Good Thing Americans Don’t Care About Their National Teams Like England Does, GQ Magazine. Otherwise, boy, we’d be awfully worried about the Olympic men’s basketball team.
The Thirty: Big Predictions For Every Team, MLB.com. A few of these piled up this week.
Bonus Thirty: Second-Half Goals For Every Team, MLB.com. You gotta have goals.
Second Bonus Thirty: The Best Drafted Player Currently on Every Team, MLB.com. You know, because there was a draft this week.
PODCASTS
Grierson & Leitch, no show this week while Grierson’s in Cannes.
Seeing Red, Bernie and I look at the second half.
Waitin' Since Last Saturday, no show this week, going weekly next month.
LONG STORY YOU SHOULD READ THIS MORNING … OF THE WEEK
“The Kids Were Safe the Whole Time,” David Wallace-Wells, New York. Pretty much sums it up.
Also, it’s rather depressing to be reading Ed Yong stories like this again.
BOOK I’VE READ THAT YOU SHOULD READ
“The Wishbones,” Tom Perrotta. New newsletter rubric! Just a way to point you toward some books that I love, in case you haven’t read them. Why not?
Perrotta is obviously a huge star now—much bigger than when he wrote the foreword for Life As A Loser, that’s for sure—but this was his first novel, and I still might love it the most. It’s funny and wistful and all about that moment when you realize, no matter how hard you might try, eventually you do have to grow up. This probably isn’t his best novel, but it’s still my favorite.
ONGOING LETTER-WRITING PROJECT!
Yesssss. I am caught up! I have answered all letters, and all I’m waiting on now is a new batch of bookplates to send out to the last 40 or so people who pre-ordered. So give me more work to do! Write me at:
Will Leitch
P.O. Box 48
Athens GA 30603
CURRENTLY LISTENING TO
“World Class Fad,” Paul Westerberg. This song probably wasn’t really about Kurt Cobain—Westerberg famously disliked Cobain, for reasons that still aren’t clear more than 30 years later—but even if it was, this song would still be fantastic. It’s better if it’s not about Cobain, actually, because I’m pretty sure it’s still applicable today in all sorts of ways.
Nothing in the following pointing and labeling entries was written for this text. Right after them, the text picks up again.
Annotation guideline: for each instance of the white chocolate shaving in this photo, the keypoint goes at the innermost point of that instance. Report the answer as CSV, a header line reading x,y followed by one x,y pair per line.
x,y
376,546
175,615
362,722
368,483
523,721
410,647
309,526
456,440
A good angry pop song never hurt anybody.
Remember to listen to The Official Will Leitch Newsletter Spotify Playlist, featuring every song ever mentioned in this section. Someone this week called this “a playlist for getting shit done,” and I don’t think I’ve ever heard a better compliment.
Though this insanity wasn’t bad either:
Have a great weekend, all.
Best,
Will
I love a good bagel and a good factory tour!
Mr. Leitch, so how many weeks will the Giants have to hold first place before you and the other experts start saying they are the favorite to win the division? It’s been over two months now. Just curious.